Only one trim is available, but -- as befits the car's nearly six-figure price tag -- it's fully loaded. Perks like Bluetooth phone connectivity, heated leather seats and adaptive cruise control (which automatically maintains a preset distance between the roadster and the car ahead of it) are all standard. The XLR-V's power-retractable hardtop can go from closed to open (and vice-versa) in about 30 seconds.
Pop this Caddy's rather menacing hood and you'll find a supercharged 4.4-liter V8 with the goods to kick out 443 horsepower and 414 pound-feet of torque. A broad torque band keeps this might readily accessible; the engine is able to deliver 90 percent of peak torque between 2,200 and 6,000 rpm. A six-speed automatic transmission with manual-shift capability directs power to the rear wheels.

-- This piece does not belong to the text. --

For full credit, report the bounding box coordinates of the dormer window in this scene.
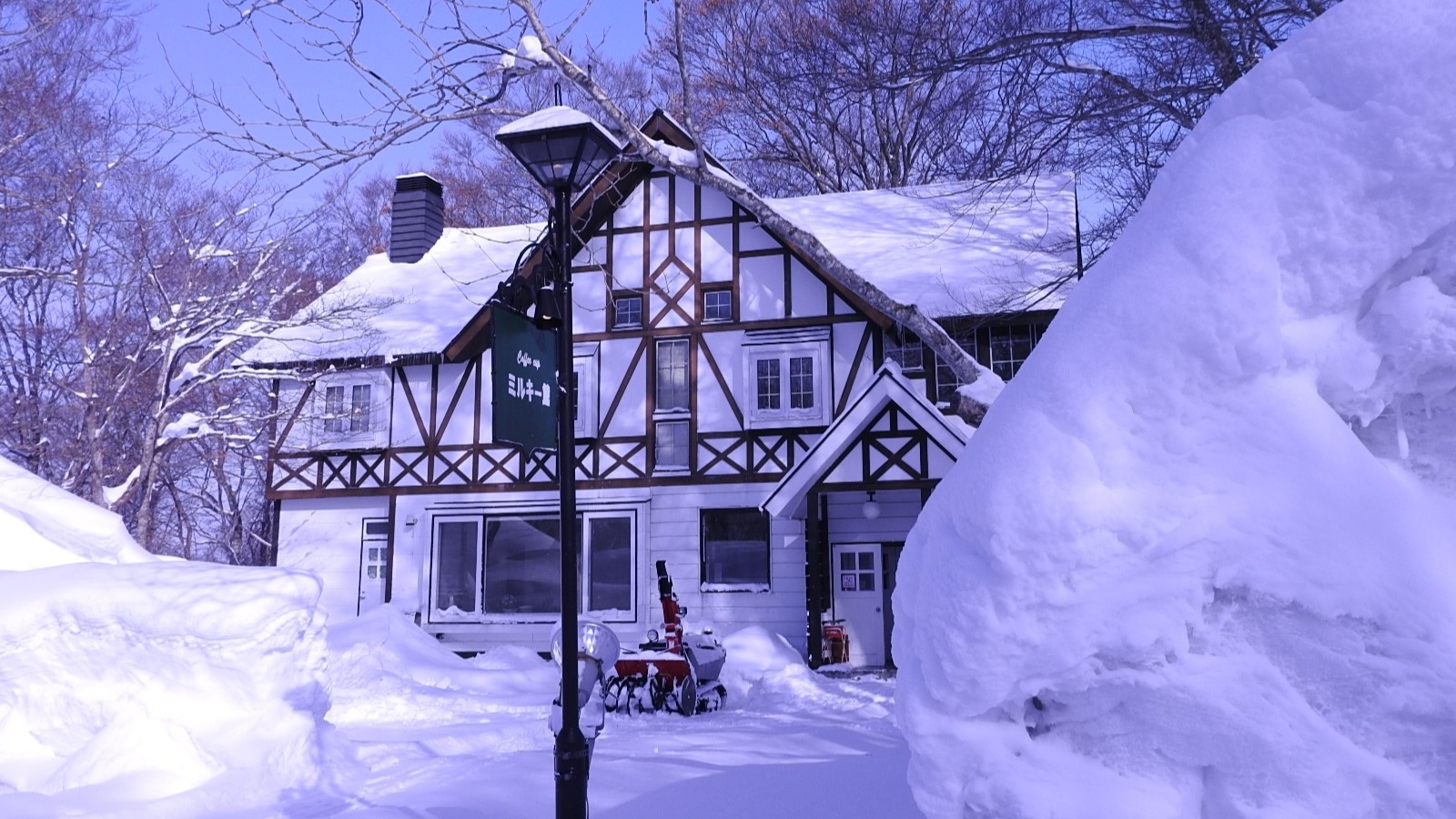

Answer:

The Cadillac XLR-V's cabin is attractive, but attractive simply isn't good enough for a car in this price range. Aluminum accents add a nice gleam to the steering wheel and instrument panel, and there are pleasing amounts of burnished exotic wood in evidence -- you'll find it on the shifter knob, steering wheel and parts of the door and center console. But compared to what's available from other cars populating this rarefied bracket, the overall look and feel of the Cadillac's interior is a little disappointing. There's also not a whole lot of room available. The vertically gifted will find getting comfortable in the driver seat a challenge, and tight cargo room limits versatility.
Once settled, however, drivers will find themselves swept away on a wave of raw power. The car is responsive and quick, eager to leap to attention at the slightest tap of the throttle. Its Magnetic Ride Control adaptive suspension (which automatically adjusts the suspension to reflect driving conditions) is tuned to be sportier than that of the XLR, but thanks to careful attention paid to handling dynamics, the car's ride is never abusive. The only real detracting attribute is the car's steering, which we have found to be overly heavy.